Khái niệm cốt lõi
Counterfactual explanations can be exploited to perform efficient model extraction attacks on machine learning as a service platforms, and incorporating differential privacy into the counterfactual generation process can mitigate such attacks while preserving the quality of explanations.
Tóm tắt
The content discusses the potential vulnerabilities of machine learning as a service (MLaaS) platforms, particularly in relation to model extraction attacks (MEA) facilitated by the provision of explainable AI (XAI) techniques, such as counterfactual (CF) explanations.
Key highlights:
MLaaS platforms are increasingly offering explanations, including CFs, alongside model predictions, which can be exploited by attackers to perform MEA.
The authors propose a novel MEA approach based on knowledge distillation (KD) that leverages CFs to efficiently extract a substitute model.
To mitigate the risks associated with providing CFs, the authors introduce an approach to incorporate differential privacy (DP) into the CF generation process.
Experimental results show that the proposed KD-based MEA approach outperforms baseline methods, and the integration of DP into CF generation can effectively mitigate MEA while preserving the quality of explanations to an acceptable extent.
The analysis examines the impact of DP on the quality of CFs, including metrics such as prediction gain, actionability, and realism.

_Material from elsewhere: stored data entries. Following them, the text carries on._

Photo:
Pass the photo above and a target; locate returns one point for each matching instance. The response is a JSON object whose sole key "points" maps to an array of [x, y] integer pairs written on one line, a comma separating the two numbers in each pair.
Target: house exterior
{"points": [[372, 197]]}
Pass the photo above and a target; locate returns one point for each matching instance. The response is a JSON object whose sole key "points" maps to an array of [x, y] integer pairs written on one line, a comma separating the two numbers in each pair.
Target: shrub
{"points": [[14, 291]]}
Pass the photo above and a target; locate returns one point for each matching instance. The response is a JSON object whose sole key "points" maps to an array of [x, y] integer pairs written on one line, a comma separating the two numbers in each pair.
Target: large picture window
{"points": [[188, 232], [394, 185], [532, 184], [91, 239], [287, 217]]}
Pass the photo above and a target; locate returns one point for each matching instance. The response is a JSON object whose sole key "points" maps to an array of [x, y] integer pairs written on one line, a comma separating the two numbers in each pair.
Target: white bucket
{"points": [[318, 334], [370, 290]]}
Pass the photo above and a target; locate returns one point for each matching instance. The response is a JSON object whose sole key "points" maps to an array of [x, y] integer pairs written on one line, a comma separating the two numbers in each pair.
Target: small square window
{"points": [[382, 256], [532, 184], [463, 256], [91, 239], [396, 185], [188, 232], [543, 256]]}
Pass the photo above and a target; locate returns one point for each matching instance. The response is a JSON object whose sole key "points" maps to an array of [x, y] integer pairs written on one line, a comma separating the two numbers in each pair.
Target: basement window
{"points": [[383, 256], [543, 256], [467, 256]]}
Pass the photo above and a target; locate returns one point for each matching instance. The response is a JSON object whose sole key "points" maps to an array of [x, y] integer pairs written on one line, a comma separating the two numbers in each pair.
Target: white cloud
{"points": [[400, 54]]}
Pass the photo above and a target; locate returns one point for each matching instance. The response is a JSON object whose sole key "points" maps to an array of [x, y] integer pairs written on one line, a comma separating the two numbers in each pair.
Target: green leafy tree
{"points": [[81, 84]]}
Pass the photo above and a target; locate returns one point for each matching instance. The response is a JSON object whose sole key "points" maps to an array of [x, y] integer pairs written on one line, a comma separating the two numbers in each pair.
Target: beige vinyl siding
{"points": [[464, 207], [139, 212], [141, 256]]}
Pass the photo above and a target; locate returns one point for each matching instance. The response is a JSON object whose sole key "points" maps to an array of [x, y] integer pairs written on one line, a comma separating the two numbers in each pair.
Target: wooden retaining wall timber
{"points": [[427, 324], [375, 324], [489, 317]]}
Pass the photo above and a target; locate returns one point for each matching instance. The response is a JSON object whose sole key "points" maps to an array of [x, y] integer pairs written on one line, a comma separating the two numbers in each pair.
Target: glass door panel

The work highlights the importance of balancing the need for transparency through XAI techniques and the necessity of preserving the privacy of training data in MLaaS scenarios.
Thống kê
The target model is a deep neural network with 16 hidden layers.
The threat model is a deep neural network with 3 hidden layers.
The authors use 3 real-world datasets: Give Me Some Credit, Credit Card Fraud, and California Housing.
Trích dẫn
"Counterfactual explanations can unveil insights about the inner workings of the model which could be exploited by malicious users."
"The inclusion of a privacy layer impacts the performance of the explainer, the quality of CFs, and results in a reduction in the MEA performance."